Dağılan koalisyonun açık kaynak kodları
Erdoğan-Gülen koalisyonundaki çatlak, MİT krizi ile su yüzüne çıktı. Ama asıl büyük sorun, Emniyet’in İmamı diye bilinen...
Ahmet ŞIk
Devletin zirvesindeki savaşı gün yüzüne çıkaran Şubat ayındaki MİT krizi sonrasında, devlet kurumları arasında zaten bir süredir yaşanan çatışmanın kaynağı konusunda kamuoyunun kafası hâlâ bulanık. Birbirlerinin defosunu bilen taraflardan da doğal olarak kamuoyuna tatminkâr bir açıklama yapılmış değil. Çekilen kılıçlar kınına sokulmuş gözükse de bu sessizliğin, en azından cemaat cephesi için hayra alamet olmadığı Başbakan Recep Tayyip Erdoğan’ın “derin devlet hâlâ faaliyette” vurgusu eşliğinde dinlendiğini açıklamasıyla ortaya çıktı. Zaten hükümetin, cemaatin insan ve para kaynaklarından biri olan dershaneleri kapatma hamlesi de, cemaat kalemşorlarının Başbakan Erdoğan’ı bu kararından döndürmek için verdiği gayret de savaşın bitmediğinin emareleri. Güvenlik bürokrasisindeki dedikodulara bakılırsa MİT’in cemaate ilişkin bir rapor hazırladığı ve bu rapora da bizzat cemaatin arşivlerinin kaynaklık ettiği konuşuluyor. Eski cemaatçi olarak bilinen Kemalettin Özdemir’in MİT’in çalışmalarına danışmanlık hizmeti verdiği ve dershanelerin kapatılması konusunda hükümete “akıl hocalığı yaptığı” dedikoduları ise alıp başını yürümüş durumda.
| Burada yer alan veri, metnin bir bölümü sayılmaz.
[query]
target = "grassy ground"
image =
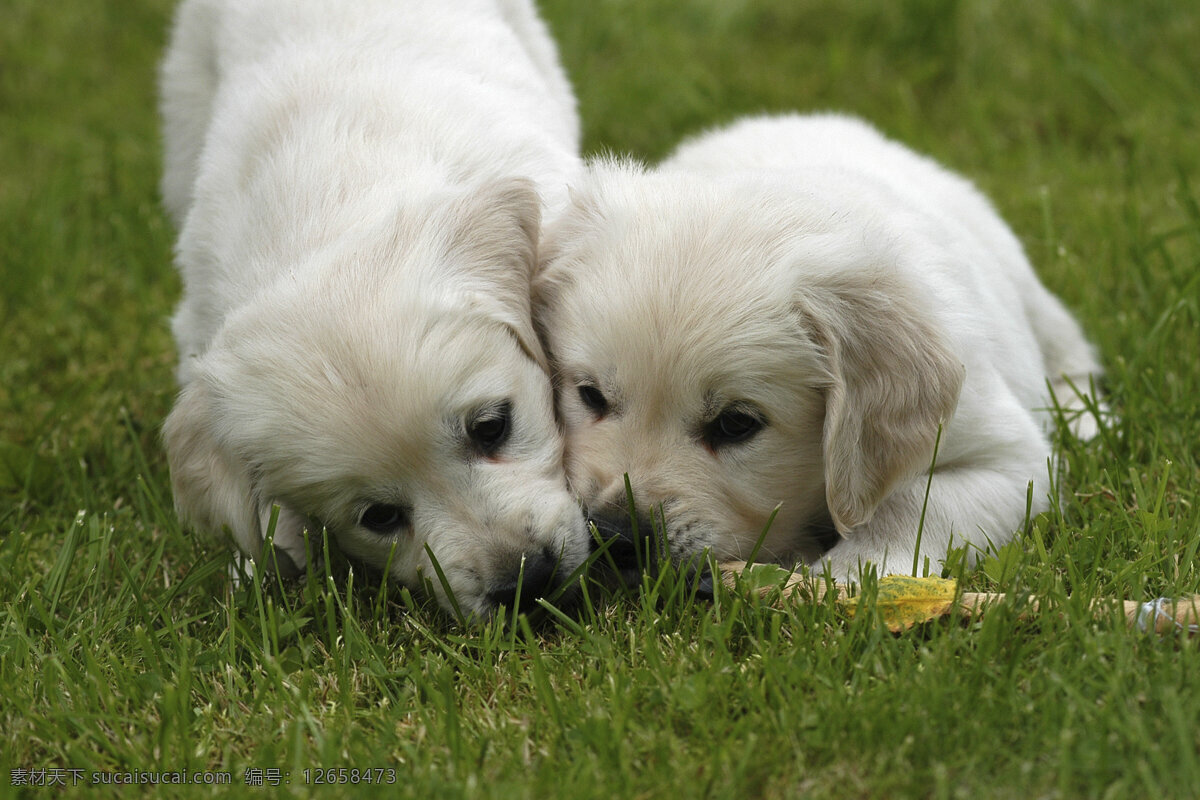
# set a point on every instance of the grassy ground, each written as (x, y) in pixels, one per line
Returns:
(124, 648)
‘Cemaat havuzu’yla fişleme
7 Şubat 2012’de başlayan MİT kriziyle birlikte hedef alınanlar arasında Başbakan Erdoğan’ın yanı sıra Kürt açılımının koordinasyonundan sorumlu olan Başbakan Yardımcısı Beşir Atalay da vardı. Atalay’ın hedef olmasının önemli nedenlerinden birisi polisteki cemaat örgütlenmesinin, Ergenekon ve KCK soruşturmaları üzerinden yarattığı hukuksuzluklara karşı engel çıkarmaya çalışmasıydı. Krizden önce başlayan ve hedefinde Beşir Atalay’ın olduğu yazılar MİT soruşturmasından sonra da “Ergenekon ve KCK operasyonlarını akamete uğratmak” ve hatta “Ergenekonculuk” suçlamaları yöneltilen yazılarla hız kazandı. MİT krizinin yaşandığı günlerde www.aktifhaber.com isimli cemaate yakın internet sitesinde, Başbakan’a en yakın isimlerden biri olan Yalçın Akdoğan’ın Star Gazetesindeki yazılarına yanıt olarak Yetkin Yıldız imzalı ilginç bir yazı yayınlandı. 20 Şubat 2012’de kaleme alınan “Yalçın Akdoğan’a Cevap, Bir Yalçın Akdoğan Okuması 2 ve 3” başlıklı yazıda emniyetin KCK hakkında bir rapor yazarak operasyonlara başladığı 2009’da İçişleri Bakanı olan Atalay’ın bazı operasyonları durdurduğu ve aynı yıl Valiler Toplantısında bunu bir talimat olarak verdiği dile getirilmişti. Maliye Bakanlığı Müsteşarı Naci Ağbal, MİT Müsteşarı Hakan Fidan, AKP Grup Başkan Vekili Mahir Ünal'ın Başbakan’ın talimatıyla bir “bürokrat havuzu” kurdukları ve bu havuzda “kim cemaatçi kim değil” şeklinde çalışma yapıldığı ve Atalay’ın da bu çalışmaya dışardan destek verdiği de MİT krizi sonrası kaleme alınan kimi yazılarda öne sürülmüştü.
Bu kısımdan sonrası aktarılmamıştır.